Capt. W. F. A. TORBERT,
Actg. Asst. Adjt. Gen., Third Army Corps.

        SIR: In compliance with circular from headquarters Third Corps, of July 27, 1863, I have the honor to report the operations of this division on July 22, 23, 24, and 25.
        On July 22, this division, with Fourth Maine and Keystone Batteries, left Upperville at 2 p.m. in advance of the corps, en route for Piedmont. On arriving at that point, instructions were received from Major-General French that this division would proceed to Manassas Gap, and support General Buford, who anticipated an attack.
        Putting the troops in motion, I dispatched a staff officer to General Buford to report. On his return, he informed me that General Buford had left, but that General Merritt, with one brigade of cavalry, held the Gap, and was anxious for the arrival of supports, as he expected an attack the next morning. I pushed on to Petersburg, miles from Piedmont, and bivouacked between 11 and 12 p.m. about 1 miles from the cavalry.
        On the morning of the 23d, the command joined the cavalry between 4 and 5 a.m. After an interview with General Merritt, he informed me that he had directions to move to another position. I immediately took measures to relieve his command and outposts, placing the batteries in position to command the Gap, and awaited further orders, in the meantime sending scouts to the front, to ascertain the position of the enemy.
        About 10 a.m. General French, with the balance of the corps, arrived.
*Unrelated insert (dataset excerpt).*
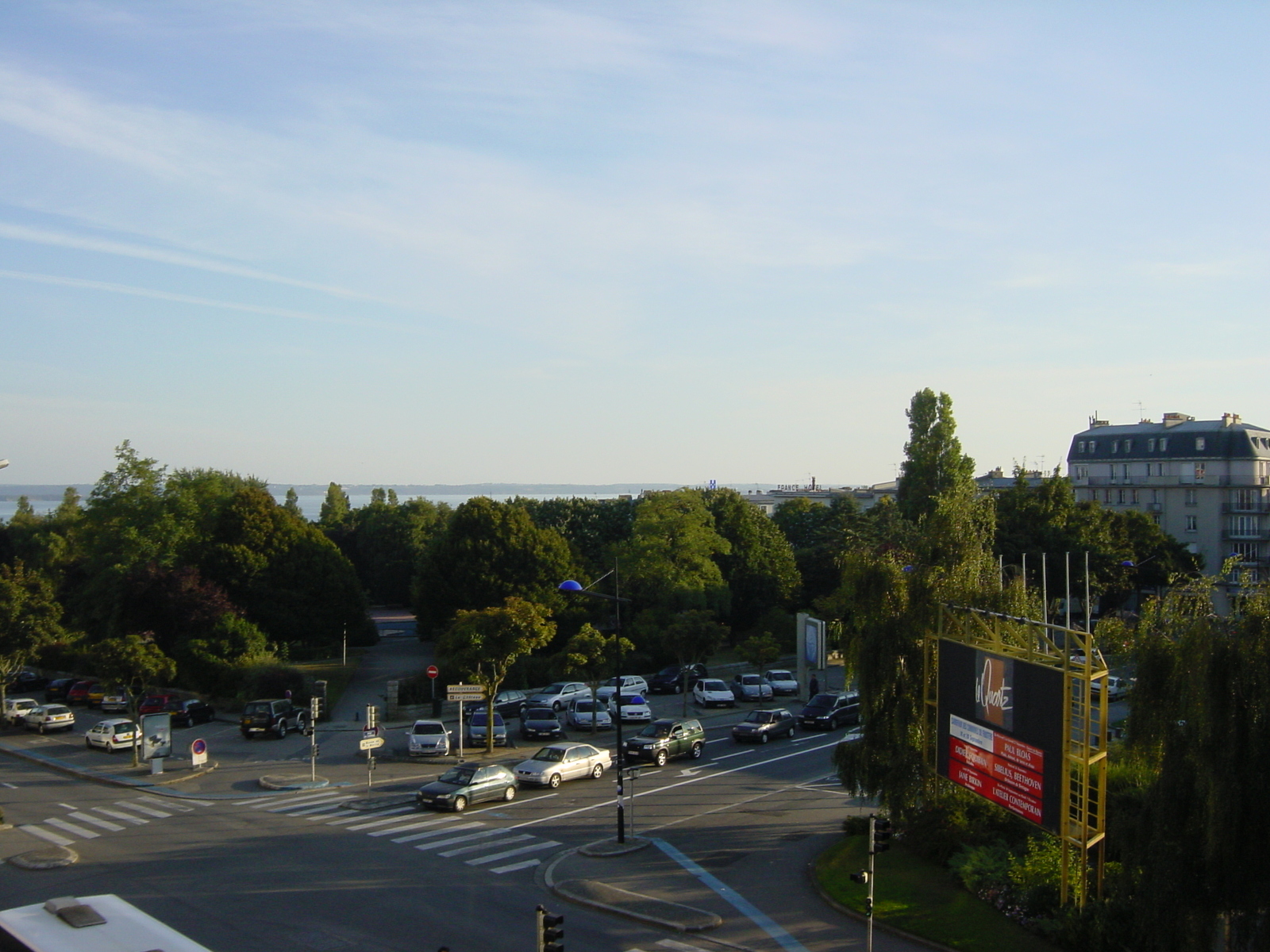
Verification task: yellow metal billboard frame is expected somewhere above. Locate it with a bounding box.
[922,605,1107,906]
In the meantime the scouts had reported the enemy's pickets on the hills at the entrance of the Gap. General French now ordered my command forward. We advanced to within a short distance of the base of the several hills on which the enemy was established. I immediately sent forward skirmishers with heavy supports, covering in extent the surface of a mile, many regiments of the command being detached on picket and in support of batteries within the Gap.
        Dispositions having been made, the whole force now advanced together, steadily but surely driving the enemy from his positions until all the hills were in our possession. The enemy retreated, and took position in the valley beyond, on the road leading from the Gap to Front Royal. I ordered a portion of the First and Third Brigades forward, to support the skirmishers and drive the enemy out. This order was countermanded, and the Second Brigade, Second Division, was ordered to report to me for that purpose, and the First and Third Brigades were dispatched to the extreme left of my position, to cover that flank. The enemy could now plainly be seen in three heavy columns, moving southward by the flank.
        General Spinola, commanding Second Brigade, Second Division, reported to me through one of his staff officers. The general being my senior, I did not presume to give him orders, but made such suggestions to the general as I deemed necessary under the circumstances, but which he entirely approved and adopted, forming his troops in a ravine in front of the enemy's position, and charging them in magnificent style, driving them from the field in confusion, the major-general commanding the corps witnessing the whole operation. In this charge General Spinola was twice wounded.
        I now received orders, in consequence of the lateness of the hour, to cease operations and make dispositions for the night.
        On the morning of the 24th, the Second Division having been ordered forward to Front Royal on a reconnaissance, this division was ordered to its support. The Second Division advancing to the town with but slight opposition, the active service of this division was not required. The division then returned to Piedmont, and, after two days' march, arrived at Warrenton, and is now stationed in advance of the corps.
        In conclusion, I have to state that the whole division sustained its already well-earned reputation; no retrograding from commencement to end. I herewith transmit list of casualties in this division.

I am, captain, very respectfully, your obedient servant,
H. HOBART WARD,

Brigadier-General.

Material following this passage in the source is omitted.